Nick Hakim opens his debut album Green Twins with an eponymous track that sounds like a warm, quivering ball of static and soul. Through crackles, Hakim sings about a life and a family that he almost had: “I wanted to start it with you, but somebody said we ain’t ready… They will always haunt my dreams, the green twins with your eyes.”
At first listen, this is a pretty direct portrait of love, loss, heartbreak, and all the other feelings that leak out of R&B. Except, the D.C.-bred, Brooklyn-based artist has taught us by now that straightforward love songs aren’t really his thing.
In an interview with Noisey, he revealed that “Green Twins” came out of a dream he had three times in a row: “We were walking down the road in [Jamaica Plains] and two little green babies were running around the sidewalk. There was a crash behind us. As we walk away, we look back and the twins had been run over by a car. The babies were made out of some green Jello texture.”
Splattering Jello babies should be enough of a clue that something more hallucinatory and imaginative is going on in Hakim’s music. Even when the themes are rooted in deeply personal stories or emotions, Hakim renders his soulful creations through his hazy filters and dreamscapes, tinkering with production that reflects the strangely kaleidoscopic world inside his head.
On Green Twins, synths morph into beautifully warped layers of glitchy distortion. Light melodies, like on “Slowly,” might collect fuzz mid-song, paving the way for a wobbly arrangement high on psychedelics. A buzz might burst out of nowhere, the way a couple of drones appear suddenly on the charming “Roller Skates.” Hakim’s results are odd and experimental, but the songs also don’t lose their groove, accomplishing a style he has described as, “if RZA had produced a Portishead album.”
Hakim’s eclectic point-of-view comes from a range of influences he picked up as a kid in D.C. His older brother went to Fugazi shows, his Chilean-Peruvian parents played nueva canción around the house. Hakim himself listened to everyone from Phil Spector to Al Green—all influences that linger on the new album.
Back in 2014, Hakim garnered attention for his back-to-back EPs, Where Will We Go, Pt. I & II, projects he released while he was a student at the Berklee College of Music. The songs were quiet but kinetic, soulful but restrained, and they established Hakim as a singer/producer who can manipulate space and emotion. Hakim eventually moved to Brooklyn and started fleshing out some skeleton recordings that became the backbone for Green Twins.

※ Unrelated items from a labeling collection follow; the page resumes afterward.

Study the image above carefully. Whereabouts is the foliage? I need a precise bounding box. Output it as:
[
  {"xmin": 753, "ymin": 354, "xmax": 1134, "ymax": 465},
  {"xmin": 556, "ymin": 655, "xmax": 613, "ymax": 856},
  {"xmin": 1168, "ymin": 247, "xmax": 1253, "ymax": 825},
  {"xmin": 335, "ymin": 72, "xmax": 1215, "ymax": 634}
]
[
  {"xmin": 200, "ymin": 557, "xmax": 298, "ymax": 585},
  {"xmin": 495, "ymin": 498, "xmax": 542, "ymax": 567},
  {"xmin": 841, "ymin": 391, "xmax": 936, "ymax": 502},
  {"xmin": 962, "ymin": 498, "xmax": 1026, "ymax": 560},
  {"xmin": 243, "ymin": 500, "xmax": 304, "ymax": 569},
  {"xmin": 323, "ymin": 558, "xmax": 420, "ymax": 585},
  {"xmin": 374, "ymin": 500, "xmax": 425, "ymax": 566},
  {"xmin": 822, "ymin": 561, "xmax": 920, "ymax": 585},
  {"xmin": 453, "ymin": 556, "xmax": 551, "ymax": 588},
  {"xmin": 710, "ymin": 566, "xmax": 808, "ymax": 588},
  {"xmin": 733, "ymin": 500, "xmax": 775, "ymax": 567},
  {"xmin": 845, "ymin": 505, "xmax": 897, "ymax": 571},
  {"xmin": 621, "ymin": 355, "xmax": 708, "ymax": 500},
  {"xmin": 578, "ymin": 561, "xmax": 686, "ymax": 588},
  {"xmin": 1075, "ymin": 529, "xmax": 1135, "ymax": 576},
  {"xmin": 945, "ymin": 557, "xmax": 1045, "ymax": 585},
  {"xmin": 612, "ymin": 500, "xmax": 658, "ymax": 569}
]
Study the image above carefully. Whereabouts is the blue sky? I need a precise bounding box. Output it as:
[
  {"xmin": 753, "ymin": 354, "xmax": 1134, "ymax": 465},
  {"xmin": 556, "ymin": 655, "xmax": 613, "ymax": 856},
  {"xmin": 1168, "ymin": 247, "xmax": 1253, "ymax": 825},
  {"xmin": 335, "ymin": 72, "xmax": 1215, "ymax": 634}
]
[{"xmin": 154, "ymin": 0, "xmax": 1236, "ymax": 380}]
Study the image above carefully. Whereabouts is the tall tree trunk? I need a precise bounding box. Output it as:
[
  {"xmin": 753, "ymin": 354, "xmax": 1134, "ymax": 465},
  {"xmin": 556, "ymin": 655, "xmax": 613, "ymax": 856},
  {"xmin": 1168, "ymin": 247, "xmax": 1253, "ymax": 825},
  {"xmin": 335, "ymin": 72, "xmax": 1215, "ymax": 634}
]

The release is more full and lush than Hakim’s early work, and it allows him to really embrace the unexpected. Other young singer-producers are out there, bending and shaping minimalistic R&B and neo-soul like mounds of clay (see: Gabriel Garzón-Montano and his buoyant soul-funk). But Hakim is setting himself apart with his knack for the peculiar, making spine-tingling eeriness his calling card.
Hakim’s voice is another instrument that offsets the production acrobatics. Sometimes, the vocals are clouded and distant, reaching for you deep from under layers of reverb. Other times, they shatter through the arrangements, like on “Bet She Looks Like You,” in which Hakim hits his most impressive notes. The loops that braid in and out of “The Want” and “JP” continue to make good use of his falsetto.
With his combination of well-executed wails and warps and waves, Hakim’s sound is soul from the future, if not from another dimension entirely.
Nick Hakim performs at the Rock & Roll Hotel on Saturday, May 20. 1353 H St. NE. 7 p.m. $15.